- Episode no.: Season 2 Episode 10
- Directed by: Adam Kane
- Written by: Jesse Alexander
- Production code: 210
- Original air date: November 26, 2007

Guest appearances
- Joanna Cassidy as Victoria Pratt; Ashley Crow as Sandra Bennet; Nicholas D'Agosto as West Rosen; Shalim Ortiz as Alejandro Herrera; Jaime Ray Newman as Young Victoria Pratt; Eijiro Ozaki as Young Kaito Nakamura; Adair Tishler as Molly Walker; Cory Hardrict as Hype Wilson; Katie Carr as Caitlin; Nichelle Nichols as Nana Dawson; Stephen Tobolowsky as Bob Bishop; Randall Bentley as Lyle Bennet; Carlon Jeffery as Damon Dawson;

Episode chronology
| ← Previous "Cautionary Tales" | Next → "Powerless" |
- Heroes season 2

= Truth & Consequences =

"Truth & Consequences" is the tenth and penultimate episode of the second season of the NBC superhero drama series Heroes. It aired on November 26, 2007. On its initial airing, it received 11.89 million viewers.

==Plot==
Peter Petrelli and Adam Monroe track down Victoria Pratt (Joanna Cassidy) in Searsmont, Maine, to learn the location of the Shanti virus.

When she sees Peter is working with Adam, she shoots them both and prepares to decapitate Adam, until Peter knocks her out.
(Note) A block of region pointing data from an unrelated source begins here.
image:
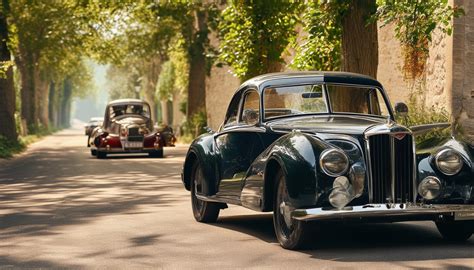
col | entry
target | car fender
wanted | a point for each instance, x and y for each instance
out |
(202, 151)
(427, 167)
(297, 154)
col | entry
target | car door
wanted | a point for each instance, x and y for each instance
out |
(238, 144)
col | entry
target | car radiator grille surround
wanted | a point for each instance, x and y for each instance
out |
(392, 168)
(134, 135)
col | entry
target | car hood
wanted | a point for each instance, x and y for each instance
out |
(355, 125)
(131, 120)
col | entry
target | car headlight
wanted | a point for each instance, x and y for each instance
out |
(334, 162)
(448, 161)
(429, 188)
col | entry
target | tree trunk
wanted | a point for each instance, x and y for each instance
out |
(53, 105)
(152, 71)
(197, 67)
(165, 112)
(43, 101)
(26, 67)
(359, 51)
(359, 39)
(65, 108)
(7, 91)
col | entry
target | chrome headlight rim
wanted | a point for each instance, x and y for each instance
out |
(421, 189)
(328, 151)
(443, 170)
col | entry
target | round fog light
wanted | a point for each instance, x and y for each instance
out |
(429, 188)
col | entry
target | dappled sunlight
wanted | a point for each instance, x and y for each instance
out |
(54, 190)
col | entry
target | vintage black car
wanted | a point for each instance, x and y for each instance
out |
(319, 147)
(128, 128)
(92, 124)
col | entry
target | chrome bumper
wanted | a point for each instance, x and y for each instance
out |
(117, 150)
(389, 211)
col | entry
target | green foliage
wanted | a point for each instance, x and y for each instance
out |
(9, 148)
(419, 115)
(415, 21)
(255, 33)
(166, 82)
(195, 126)
(122, 82)
(179, 57)
(321, 49)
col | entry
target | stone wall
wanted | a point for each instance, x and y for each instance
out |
(220, 87)
(390, 73)
(462, 98)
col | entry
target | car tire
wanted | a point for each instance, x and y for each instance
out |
(456, 231)
(206, 212)
(101, 155)
(295, 234)
(156, 154)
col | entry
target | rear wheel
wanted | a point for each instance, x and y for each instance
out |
(156, 153)
(291, 233)
(101, 154)
(458, 231)
(203, 211)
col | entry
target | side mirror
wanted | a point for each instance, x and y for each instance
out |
(209, 130)
(401, 109)
(250, 117)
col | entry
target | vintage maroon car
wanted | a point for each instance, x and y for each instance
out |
(128, 128)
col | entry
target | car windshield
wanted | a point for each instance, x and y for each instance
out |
(311, 99)
(130, 109)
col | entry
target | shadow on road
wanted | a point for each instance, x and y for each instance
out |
(361, 242)
(58, 187)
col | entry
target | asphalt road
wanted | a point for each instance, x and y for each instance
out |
(62, 208)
Once she is conscious, Peter reads her mind and discovers the virus is in Odessa, Texas. Pratt tries to shoot Peter, but Adam reacts and kills her.

Claire Bennet and her family are greeted by Bob, who gives them what he claims are the ashes of Noah Bennet. Bob assigns his daughter, Elle, to watch Claire. Claire confronts Elle and threatens to blow the whistle about the Company.

Bob and Mohinder Suresh argue over the use of Claire's blood to revive Noah. Claire's blood reinforces the antibodies in Mohinder's blood, making the cure for the virus viable again. Mohinder then insists that Bob assists him in destroying all variations of the virus.

Niki Sanders returns to New Orleans and tells her son, Micah that she is infected with a virus. Seeking comfort, Micah goes to get D.L.'s medal, but discovers that his cousin stole it in an attempt to sell Micah's expensive comics. He ended up getting jumped and lost all of Micah's expensive possessions.

Later, Monica wakes Micah and the two attempt to recover it, but Monica is kidnapped by the gang that it was passed on to.

Maya Herrera and Sylar are bonding over a picnic in a park. Maya manages to control her ability successfully when Sylar deliberately goads her in attempt to help her.

Alejandro is reading a newspaper clipping about Sylar's murder of his mother, and protests Maya's wish to see Mohinder with Sylar.

Alejandro later attacks Sylar, but Sylar uses a knife to kill him. He hides this from Maya, and the two kiss.

Hiro Nakamura informs Ando that the man that killed his father was Takezo Kensei and the two research Kaito's files to learn about Kensei's identity of Adam Monroe and his detention in 1977. Hiro then vows to avenge his father's murder.

At the end of the episode, Sylar reaches New York with Maya, and phones Mohinder, who is en route to New Orleans, with the cure to the virus. Sylar tells Mohinder that he has Molly, and won't leave her until Mohinder sees Maya.

Moments after Peter and Adam arrive at Primatech, Hiro arrives, stops time and charges at Peter, trying to attack Adam.

==Critical reception==
In the 18-49 demographic, "Truth & Consequences" earned a 5.3/12 ratings share. The episode was watched by 11.90 million viewers.

Sean O'Neal of The A.V. Club gave the episode a B−.

Robert Canning of IGN commented that, while overloading the episodes was one of his major complaints, the episode was a "halfway decent" setup for "Powerless", the plot itself were "engaging" and that Quinto "shined" in the episode, and scored the episode 7.4 out of 10.

Television Without Pity gave the episode an A rating.